Multiculturalism in America
Multiculturalism relates to communities containing multiple cultures. In the United States, multiculturalism is not clearly established in policy at the federal level, but ethnic diversity is common in both rural and urban areas. Continuous mass immigration was a feature of the United States economy and society since the first half of the 19th century. The absorption of the stream of immigrants became, in itself, a prominent feature of America’s national myth. The idea of the Melting pot is a metaphor that implies that all the immigrant cultures are mixed and amalgamated without state intervention
Critics of multiculturalism often debate whether the multicultural ideal of benignly co-existing cultures that interrelate and influence one another, and yet remain distinct, is sustainable, paradoxical, or even desirable. It is argued that Nation states, who would previously have been synonymous with a distinctive cultural identity of their own, lose out to enforced multiculturalism and that this ultimately erodes the host nations’ distinct culture.
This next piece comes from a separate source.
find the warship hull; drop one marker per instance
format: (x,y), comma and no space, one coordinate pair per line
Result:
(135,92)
Affirmative Action in America
Since the case of Regents of the University of California v.Bakke in 1978, several Supreme Court cases have revisited questions of affirmative action in higher education. The majority of these cases have limited universities’ abilities to incorporate race into admissions .
In 2003, the Supreme Court heard the case of Gratz v. Bollinger, regarding the undergraduate admissions policies of the College of Literature, Science, and Arts at the University of Michigan. The University of Michigan used a 150-point scale to rank applicants, with 100 points needed to guarantee admission. The University gave underrepresented ethnic groups, including African-Americans, Hispanics, and Native Americans an automatic 20-point bonus on the scale. As a point of comparison, a perfect SAT score was worth 12 points. After being denied admission, Jennifer Gratz filed suit on the basis that the University of Michigan’s point system discriminated against her on the basis of race, as she belonged to none of the specified minority groups. The Supreme Court held that the university could still consider race in college admissions, but that the University of Michigan’s ranking and point system was unconstitutional because it gave an automatic point increase to all racial minorities rather than considering what a specific individual could contribute to campus life.
The Supreme Court is expected to rule again on affirmative action in the upcoming term in the case of Fisher v. University of Texas. The case is brought by Abigail Fisher after she was denied admission to the University of Texas at Austin. UT Austin guarantees admission to the top 10% of students in every high school class, regardless of race. Fisher was not in the top 10% and was therefore evaluated based on her merits. She contends that race plays too great of a role in the decision making for students outside of the 10% rule.
The Supreme Court Building
Since Bakke in 1978, the Supreme Court has slowly been limiting the types of affirmative action programs that are deemed constitutional.